# skinnyass biceps



## deadlift (Mar 11, 2005)

Ok, I've made alot of progress since discovering
this site, and thanx to the bros who helped me.
I'm happy with the gains to my chest and shoulders,
but I've always had skinny arms. Although I do see the 
difference on my first cycle, I can't seem to get a"peak"
in my biceps, they just look bloated. 
How do you get that ball to pop?
check out the pic (if you're bored)
and make a suggestion. Thanx

current bicep routine:
ez curl bar (wide & tight)
dumbell curls
pullups


----------



## Bizarro (Mar 11, 2005)

Couple things I suggest:

1.  When doing dumbell curls, twist the weight out at peak contraction
2.  Make sure you do 4 total bicep exercises
3.  Add preacher curls
4.  Add straight bar curls
5.  Mix it up after 4-6 weeks with new exercises


----------



## thunderterd (Mar 11, 2005)

I find concentration curls great for the peak.


----------



## ORACLE (Mar 11, 2005)

I do this excercise where i take a ez curl bar.  Stand with my back against something.  Starting from the bottom position i curl the bar to my midsection and stop.  Then i go back to the start position for 10 reps.  Once i get to 10 i bring the bar all the way to the top and lower the bar to my midsection and bring it back up and i do this for an additional 10.  I do 3 sets with heavy enough weight to complete all 20 reps.  .


----------



## Freejay (Mar 11, 2005)

Do dumbell curls on an incline bench, and I also like to use the cable with the appropriate handle to really get a good negative.  Also...rember 2/3 of the relative mass in the arms is in the triceps.  Your Tri's can get much larger than your Bi's.  One last suggestion is isometrics.  Just flexing your Bi's (and all your muscles for that matter) can help increase definition.


----------



## ORACLE (Mar 11, 2005)

Freejay said:
			
		

> One last suggestion is isometrics.  Just flexing your Bi's (and all your muscles for that matter) can help increase definition.

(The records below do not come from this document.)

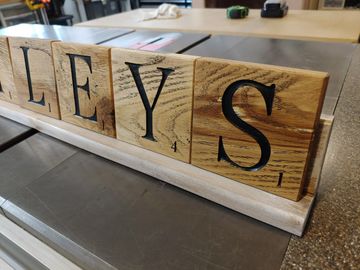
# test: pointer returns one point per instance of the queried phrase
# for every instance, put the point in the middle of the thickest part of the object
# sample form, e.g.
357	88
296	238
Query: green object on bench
237	12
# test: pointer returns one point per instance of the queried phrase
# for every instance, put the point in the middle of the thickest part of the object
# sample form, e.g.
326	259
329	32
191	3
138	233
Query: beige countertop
325	25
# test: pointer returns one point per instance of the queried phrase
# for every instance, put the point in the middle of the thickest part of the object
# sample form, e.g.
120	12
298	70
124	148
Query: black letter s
268	93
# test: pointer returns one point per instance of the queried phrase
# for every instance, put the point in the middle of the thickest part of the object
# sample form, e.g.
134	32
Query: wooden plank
325	25
160	124
83	76
34	72
7	85
280	212
321	141
274	155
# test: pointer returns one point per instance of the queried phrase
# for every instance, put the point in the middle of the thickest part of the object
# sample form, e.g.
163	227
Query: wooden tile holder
277	211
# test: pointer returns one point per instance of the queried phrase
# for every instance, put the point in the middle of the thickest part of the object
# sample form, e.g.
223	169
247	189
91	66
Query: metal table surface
28	160
86	35
333	58
170	42
12	132
126	218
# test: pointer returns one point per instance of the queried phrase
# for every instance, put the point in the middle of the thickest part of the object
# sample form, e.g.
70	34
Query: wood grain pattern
277	211
289	129
99	100
41	71
320	143
172	113
7	85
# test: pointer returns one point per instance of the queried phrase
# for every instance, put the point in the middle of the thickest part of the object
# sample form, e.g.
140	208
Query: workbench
102	215
324	25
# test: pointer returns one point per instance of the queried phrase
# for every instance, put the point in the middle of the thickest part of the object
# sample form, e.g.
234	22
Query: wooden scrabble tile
83	76
255	123
153	100
34	74
7	86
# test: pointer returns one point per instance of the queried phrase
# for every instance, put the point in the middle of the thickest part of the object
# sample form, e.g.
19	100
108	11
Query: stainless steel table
12	132
126	218
171	42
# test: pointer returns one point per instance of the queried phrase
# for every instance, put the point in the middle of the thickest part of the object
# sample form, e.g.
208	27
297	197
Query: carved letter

I remember doing this in high school.  I would put my hands under my desk like i'm in a curl position and flex against it and hold for a few seconds.  Don't know if it worked but it past time by in class.


----------



## Blackbird (Mar 11, 2005)

Superman curls on cable machine.  These worked great for me. Check out my pics.  Also,  I would add straight bar curls.


----------



## DragonRider (Mar 11, 2005)

Peak is a lot about genetic shape, but I noticed I developed more of a peak when I quit using the barbell and concentrated more on dumbbells.
My Biceps routine looks like this.

1st exercise - alternating dumbbell curls. This is my power move.
I do 2 warmup sets, then 3 work sets.

2nd exercise - Scott curls with and Ez curl bar
3 work sets - I'm already warmed up

3rd exercise - seated incline curls with dumbbells
3 work sets

If your bi's aren't so fried you couldn't add a forth exercise if your life depended on it, you aren't working them to failure.
Work smarter, not harder.


----------



## imdaman1 (Mar 11, 2005)

I wouldn't exactly call those arms "skinny" brother.


----------



## DragonRider (Mar 11, 2005)

imdaman1 said:
			
		

> I wouldn't exactly call those arms "skinny" brother.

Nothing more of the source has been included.